The second one about EWR
Dealt a bad hand, but was it also an unlucky roll of the die? Plus a product update!
After several months of encouraging—if lucky—reliability, stability has given way to wobbliness around the national aviation system. And in a coincidence only Agnes Callard could be rooting for, this sudden destabilization figures to coincide with the busiest air travel day of the summer: the TSA expects to screen 2.82 million travelers on Friday, which would surpass the pandemic recovery highwater mark set just earlier this month1.
The primary culprit was a piece of energy seemingly meandering around the upper atmosphere. Its slow-moving nature combined with ample moisture to antagonize New York City airports from Saturday to Tuesday; with associated convection focused across northern New Jersey, already-disadvantaged Newark (EWR) was especially snarled. This proximity no doubt contributed to relatively more challenging conditions at the airfield, where it produced 109 mentions of thunder in EWR METARs. (Across the river, “only” 18 mentions at JFK and 12 at LGA.) But more critically, EWR relies on the airspace above northwestern NJ to a much greater extent for ingress and egress than JFK or LGA.

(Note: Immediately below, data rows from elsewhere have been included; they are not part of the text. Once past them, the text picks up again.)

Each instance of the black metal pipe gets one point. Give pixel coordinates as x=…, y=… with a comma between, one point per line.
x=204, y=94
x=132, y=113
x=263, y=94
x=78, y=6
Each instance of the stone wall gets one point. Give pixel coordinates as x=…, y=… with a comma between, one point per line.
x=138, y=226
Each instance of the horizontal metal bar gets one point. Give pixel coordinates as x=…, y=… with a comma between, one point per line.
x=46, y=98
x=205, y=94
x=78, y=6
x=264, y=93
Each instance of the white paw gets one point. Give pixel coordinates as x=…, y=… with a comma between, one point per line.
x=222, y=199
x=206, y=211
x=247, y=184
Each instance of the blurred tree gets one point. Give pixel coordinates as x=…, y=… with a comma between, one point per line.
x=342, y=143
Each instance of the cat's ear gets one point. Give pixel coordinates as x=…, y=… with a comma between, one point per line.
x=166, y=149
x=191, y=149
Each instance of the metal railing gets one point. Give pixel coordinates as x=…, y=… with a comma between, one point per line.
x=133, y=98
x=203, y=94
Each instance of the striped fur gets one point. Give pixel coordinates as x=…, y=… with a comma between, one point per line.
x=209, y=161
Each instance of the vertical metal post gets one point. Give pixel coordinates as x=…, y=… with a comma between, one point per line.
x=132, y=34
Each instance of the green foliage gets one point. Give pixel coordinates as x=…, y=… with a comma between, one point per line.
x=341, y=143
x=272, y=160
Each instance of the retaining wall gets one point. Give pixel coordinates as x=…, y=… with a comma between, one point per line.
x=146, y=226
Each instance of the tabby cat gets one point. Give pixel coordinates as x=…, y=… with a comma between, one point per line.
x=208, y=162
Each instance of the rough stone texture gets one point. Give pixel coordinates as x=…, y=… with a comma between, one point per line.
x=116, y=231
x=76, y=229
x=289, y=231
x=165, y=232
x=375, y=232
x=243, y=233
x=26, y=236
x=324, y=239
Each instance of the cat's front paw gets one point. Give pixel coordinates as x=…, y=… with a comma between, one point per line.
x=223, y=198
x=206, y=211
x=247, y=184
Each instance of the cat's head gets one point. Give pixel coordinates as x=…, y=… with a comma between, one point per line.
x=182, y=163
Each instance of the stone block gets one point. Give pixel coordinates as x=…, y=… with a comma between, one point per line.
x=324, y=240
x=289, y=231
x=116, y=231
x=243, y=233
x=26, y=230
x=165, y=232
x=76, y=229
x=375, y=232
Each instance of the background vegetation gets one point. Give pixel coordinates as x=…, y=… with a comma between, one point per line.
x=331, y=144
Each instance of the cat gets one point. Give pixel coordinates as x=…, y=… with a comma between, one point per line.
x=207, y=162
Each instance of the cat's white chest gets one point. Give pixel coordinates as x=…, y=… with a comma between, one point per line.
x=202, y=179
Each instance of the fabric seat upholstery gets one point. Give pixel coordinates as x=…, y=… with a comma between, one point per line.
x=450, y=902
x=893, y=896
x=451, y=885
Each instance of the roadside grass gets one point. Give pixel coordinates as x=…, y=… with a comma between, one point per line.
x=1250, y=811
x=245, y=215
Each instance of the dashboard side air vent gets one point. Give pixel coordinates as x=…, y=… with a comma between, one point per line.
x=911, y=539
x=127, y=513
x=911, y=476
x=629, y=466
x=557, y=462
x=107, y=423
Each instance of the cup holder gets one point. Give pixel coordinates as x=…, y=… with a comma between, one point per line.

This unsettled weather pattern has likewise upset the tenuous relationship between the DOT-led FAA and airlines. Given that United’s New York City franchise leans heavily on EWR, CEO Scott Kirby has seemingly volunteered to command this particular skirmish for airlines. In a nominally-internal email, Kirby told employees that the FAA had failed them; calculatedly, we’d bet, he would soften his tone2 towards Administration leadership a few paragraphs later. We agree with Scott’s tonal pivot: the controller shortage is years in the making and we don’t fault current FAA employees (especially not the one that can pull the plug on our SWIM subscription). But underneath the headline-grabbing language, he started to pull at some interesting threads.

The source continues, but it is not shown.